Berita

Satu Ruangan, Banyak Pelajaran! Mahasiswa KKN UMKO Perkenalkan Self-Defense Anti-Bullying kepada Siswa SMPN 07 Kotabumi

Isu bullying tengah santer menjadi perhatian nasional setelah sejumlah kasus kekerasan pelajar viral dan berujung pada konsekuensi serius. Sebagai salah satu contoh nyata, belum lama ini sebuah berita datang dari Aceh, mengenai seorang santri yang dilaporkan membakar asrama setelah mengaku kerap menjadi korban perundungan. Sementara di daerah lain, kasus hinaan, intimidasi, hingga kekerasan fisik di lingkungan sekolah semakin sering muncul di media dan laporan kepolisian. Situasi ini menunjukkan bahwa bullying bukan hanya masalah sepele atau bentuk “candaan antar teman,” melainkan persoalan serius yang dapat memicu trauma, depresi, hingga tindakan ekstrem.
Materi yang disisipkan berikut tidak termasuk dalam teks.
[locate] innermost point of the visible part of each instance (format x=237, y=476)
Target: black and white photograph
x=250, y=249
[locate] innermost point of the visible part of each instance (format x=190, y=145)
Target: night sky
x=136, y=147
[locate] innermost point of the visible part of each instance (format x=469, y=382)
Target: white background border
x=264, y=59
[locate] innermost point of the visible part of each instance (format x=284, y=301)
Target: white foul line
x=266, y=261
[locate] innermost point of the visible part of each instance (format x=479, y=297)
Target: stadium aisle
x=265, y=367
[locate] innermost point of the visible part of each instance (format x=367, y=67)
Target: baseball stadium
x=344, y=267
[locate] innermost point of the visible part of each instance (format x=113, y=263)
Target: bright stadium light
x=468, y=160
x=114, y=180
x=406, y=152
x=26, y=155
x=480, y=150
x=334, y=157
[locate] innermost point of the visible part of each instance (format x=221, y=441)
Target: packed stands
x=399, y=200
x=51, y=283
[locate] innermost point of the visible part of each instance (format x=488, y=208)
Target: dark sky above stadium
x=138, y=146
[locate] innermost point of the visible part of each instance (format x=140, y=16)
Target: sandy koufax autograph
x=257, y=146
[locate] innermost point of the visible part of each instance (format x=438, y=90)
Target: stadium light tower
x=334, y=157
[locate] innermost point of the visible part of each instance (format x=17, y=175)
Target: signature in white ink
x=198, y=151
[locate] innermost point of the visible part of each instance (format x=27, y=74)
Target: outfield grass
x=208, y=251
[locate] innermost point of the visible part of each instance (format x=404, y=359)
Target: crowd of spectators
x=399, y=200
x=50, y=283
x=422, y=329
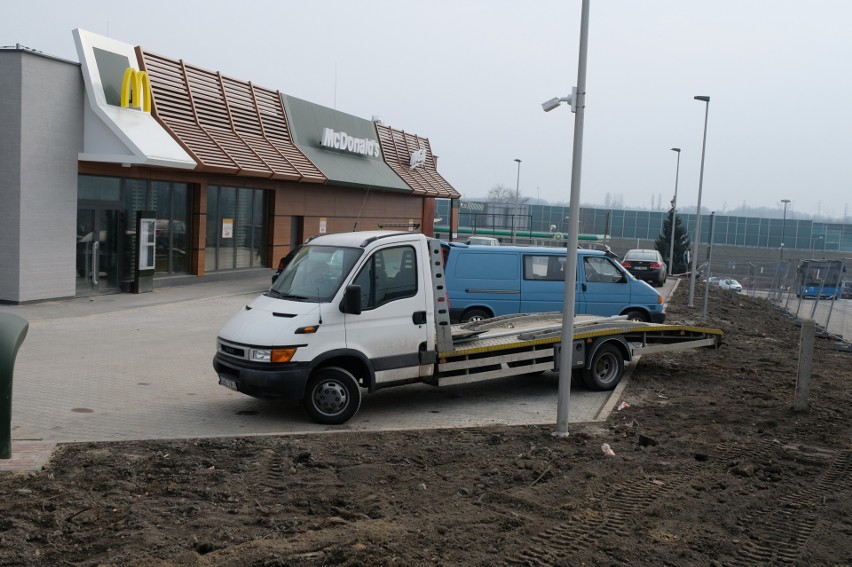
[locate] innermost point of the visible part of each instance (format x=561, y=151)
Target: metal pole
x=709, y=260
x=517, y=200
x=518, y=183
x=566, y=356
x=674, y=212
x=706, y=100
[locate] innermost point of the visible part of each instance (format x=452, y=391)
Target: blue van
x=489, y=281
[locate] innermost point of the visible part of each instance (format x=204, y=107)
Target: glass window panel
x=212, y=239
x=93, y=188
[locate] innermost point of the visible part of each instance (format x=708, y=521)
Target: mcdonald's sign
x=136, y=90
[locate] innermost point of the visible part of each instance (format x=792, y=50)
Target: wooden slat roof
x=227, y=126
x=397, y=147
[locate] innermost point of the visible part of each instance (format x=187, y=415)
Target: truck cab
x=276, y=347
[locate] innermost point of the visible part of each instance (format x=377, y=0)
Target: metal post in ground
x=806, y=355
x=13, y=331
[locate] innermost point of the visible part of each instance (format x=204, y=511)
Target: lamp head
x=551, y=104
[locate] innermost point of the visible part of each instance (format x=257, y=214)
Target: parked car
x=729, y=283
x=484, y=282
x=482, y=241
x=646, y=265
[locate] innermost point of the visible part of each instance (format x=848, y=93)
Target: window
x=388, y=275
x=236, y=228
x=601, y=269
x=544, y=267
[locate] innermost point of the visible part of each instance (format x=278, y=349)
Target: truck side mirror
x=351, y=303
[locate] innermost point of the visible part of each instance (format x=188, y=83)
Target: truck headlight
x=271, y=355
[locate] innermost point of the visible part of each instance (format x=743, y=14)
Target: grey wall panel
x=51, y=139
x=10, y=174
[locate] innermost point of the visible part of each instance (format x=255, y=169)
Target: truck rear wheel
x=636, y=315
x=332, y=396
x=606, y=368
x=475, y=315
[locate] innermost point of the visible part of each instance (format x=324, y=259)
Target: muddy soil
x=711, y=466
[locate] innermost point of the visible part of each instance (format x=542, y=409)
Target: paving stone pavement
x=139, y=366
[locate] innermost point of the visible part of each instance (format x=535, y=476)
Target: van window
x=389, y=274
x=544, y=267
x=489, y=266
x=601, y=269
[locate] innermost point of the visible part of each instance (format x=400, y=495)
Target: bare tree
x=503, y=194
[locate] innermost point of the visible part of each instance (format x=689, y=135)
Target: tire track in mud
x=778, y=532
x=556, y=545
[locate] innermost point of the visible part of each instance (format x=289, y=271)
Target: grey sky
x=471, y=75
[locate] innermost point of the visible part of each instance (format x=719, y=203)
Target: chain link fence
x=817, y=289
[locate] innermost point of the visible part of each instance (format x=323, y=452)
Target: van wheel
x=475, y=315
x=605, y=371
x=634, y=315
x=332, y=396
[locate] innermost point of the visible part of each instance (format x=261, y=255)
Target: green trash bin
x=13, y=331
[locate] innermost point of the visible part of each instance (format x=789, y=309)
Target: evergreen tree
x=682, y=244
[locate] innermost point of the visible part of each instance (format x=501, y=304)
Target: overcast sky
x=471, y=75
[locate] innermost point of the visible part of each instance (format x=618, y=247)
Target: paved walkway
x=128, y=367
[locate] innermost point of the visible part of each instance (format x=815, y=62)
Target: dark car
x=646, y=265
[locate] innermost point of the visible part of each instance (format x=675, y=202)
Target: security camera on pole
x=577, y=100
x=693, y=268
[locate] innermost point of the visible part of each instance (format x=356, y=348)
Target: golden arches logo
x=136, y=90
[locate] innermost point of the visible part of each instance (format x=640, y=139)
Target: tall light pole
x=674, y=211
x=578, y=105
x=783, y=223
x=693, y=268
x=518, y=183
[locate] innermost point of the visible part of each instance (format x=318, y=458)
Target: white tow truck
x=368, y=310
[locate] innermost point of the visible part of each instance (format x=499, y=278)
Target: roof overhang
x=114, y=133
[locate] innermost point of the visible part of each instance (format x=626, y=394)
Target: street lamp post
x=674, y=211
x=518, y=182
x=783, y=223
x=517, y=199
x=578, y=105
x=693, y=268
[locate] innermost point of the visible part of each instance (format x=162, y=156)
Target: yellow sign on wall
x=136, y=90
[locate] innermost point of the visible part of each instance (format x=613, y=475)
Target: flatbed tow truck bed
x=529, y=343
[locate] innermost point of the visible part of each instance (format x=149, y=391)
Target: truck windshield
x=315, y=273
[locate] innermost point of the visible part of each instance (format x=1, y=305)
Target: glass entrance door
x=98, y=250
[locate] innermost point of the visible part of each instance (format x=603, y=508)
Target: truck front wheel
x=606, y=368
x=332, y=396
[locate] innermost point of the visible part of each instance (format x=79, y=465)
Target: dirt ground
x=711, y=467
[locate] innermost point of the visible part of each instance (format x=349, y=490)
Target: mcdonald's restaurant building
x=130, y=171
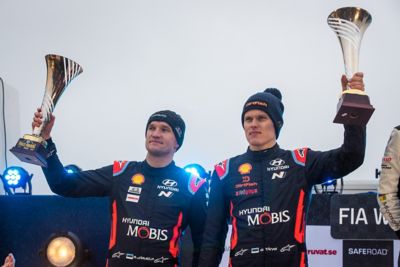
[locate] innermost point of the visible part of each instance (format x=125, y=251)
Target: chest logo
x=277, y=162
x=280, y=174
x=169, y=182
x=245, y=168
x=138, y=179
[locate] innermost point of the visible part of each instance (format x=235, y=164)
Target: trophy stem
x=60, y=72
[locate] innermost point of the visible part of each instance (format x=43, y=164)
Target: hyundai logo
x=277, y=162
x=169, y=182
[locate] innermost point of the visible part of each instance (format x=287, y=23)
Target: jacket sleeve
x=197, y=218
x=216, y=225
x=388, y=198
x=81, y=184
x=338, y=162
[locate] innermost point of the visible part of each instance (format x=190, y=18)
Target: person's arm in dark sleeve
x=81, y=184
x=197, y=220
x=338, y=162
x=216, y=225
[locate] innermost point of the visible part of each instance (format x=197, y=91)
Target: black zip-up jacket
x=150, y=207
x=265, y=196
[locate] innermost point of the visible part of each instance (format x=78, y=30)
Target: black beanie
x=270, y=102
x=173, y=120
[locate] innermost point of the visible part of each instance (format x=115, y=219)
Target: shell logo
x=245, y=168
x=138, y=179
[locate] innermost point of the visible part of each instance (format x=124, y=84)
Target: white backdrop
x=200, y=58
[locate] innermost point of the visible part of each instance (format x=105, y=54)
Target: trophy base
x=31, y=149
x=353, y=109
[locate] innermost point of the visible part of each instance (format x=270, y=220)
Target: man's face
x=160, y=139
x=259, y=130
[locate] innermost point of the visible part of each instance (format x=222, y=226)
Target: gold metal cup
x=349, y=24
x=31, y=148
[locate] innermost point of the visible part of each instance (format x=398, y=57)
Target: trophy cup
x=349, y=24
x=60, y=72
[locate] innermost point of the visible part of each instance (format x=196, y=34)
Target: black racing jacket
x=265, y=196
x=150, y=207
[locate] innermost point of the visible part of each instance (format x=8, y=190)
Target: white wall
x=200, y=58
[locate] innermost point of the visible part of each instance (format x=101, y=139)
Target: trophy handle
x=60, y=72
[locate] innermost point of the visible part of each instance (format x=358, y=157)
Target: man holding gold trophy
x=152, y=201
x=265, y=191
Sebagai respon terhadap fenomena tersebut, mahasiswa Program Kuliah Kerja Nyata (KKN) Universitas Muhammadiyah Kotabumi melaksanakan sosialisasi bertema Self-Defense Anti-Bullying di SMPN 07 Kotabumi pada Kamis (27/11/2024). Sosialisasi ini bertujuan memberikan edukasi serta keterampilan dasar kepada siswa agar mampu mengenali, mencegah, dan menghadapi praktik bullying di lingkungan sekolah. Pada sesi materi, siswa diperkenalkan dengan bentuk-bentuk bullying, baik verbal, fisik, sosial, maupun digital serta dampaknya terhadap kesehatan mental dan kesejahteraan korban. Materi disampaikan oleh dua mahasiswa KKN, Nissa Nursasi Fatika dan Meli Meta Sari, dengan pendekatan komunikatif sehingga mudah diterima oleh siswa.

Tidak hanya teori, kegiatan ini juga dilengkapi sesi praktik self-defense dasar untuk membekali siswa keterampilan mempertahankan diri bila berada dalam situasi darurat. Demonstrasi gerakan dilakukan oleh mahasiswa KKN dengan dukungan teknik dari Gading Mukti Wibowo, salah satu anggota tim yang memiliki pengalaman sebagai atlet Muay Thai dan peraih medali emas di tingkat regional. Kehadiran pengalaman teknis tersebut memberi nilai tambah bagi siswa, karena materi tidak hanya berhenti pada teori, tetapi juga diaplikasikan dalam gerakan yang aman dan proporsional. Selama rangkaian kegiatan berlangsung, alur acara dipandu oleh Nisa Maulida Salma sehingga sesi teori, praktik, dan diskusi dapat berjalan tertib dan kondusif. Dokumentasi kegiatan turut dikelola oleh Nelisa Munoc Fatra, memastikan seluruh rangkaian tersimpan dengan baik sebagai arsip kegiatan.

Kegiatan ini mendapatkan apresiasi dari pihak sekolah. Kepala SMPN 07 Kotabumi, Septinawati, S.E., menyampaikan :

“Saya berharap materi ini dapat membuka kesadaran siswa bahwa bullying bukanlah tindakan yang baik. Saya juga berharap teknik self-defense yang diajarkan digunakan dengan tujuan melindungi diri, bukan untuk menyakiti atau menunjukkan kekuatan.”

Sementara itu, Fhela Vhantoria Ningrum, M.Pd., selaku Dosen Pembimbing Lapangan, menyampaikan harapannya atas kegiatan ini:

“Melalui kegiatan ini saya berharap baik pihak sekolah maupun mahasiswa yang terlibat dapat memperoleh manfaat, pengalaman, serta perspektif baru yang berguna pada masa depan.”

Dengan meningkatnya kesadaran publik terhadap bahaya bullying, kegiatan ini diharapkan menjadi langkah konkret dalam menciptakan lingkungan sekolah yang lebih aman, inklusif, dan berempati bagi seluruh peserta didik.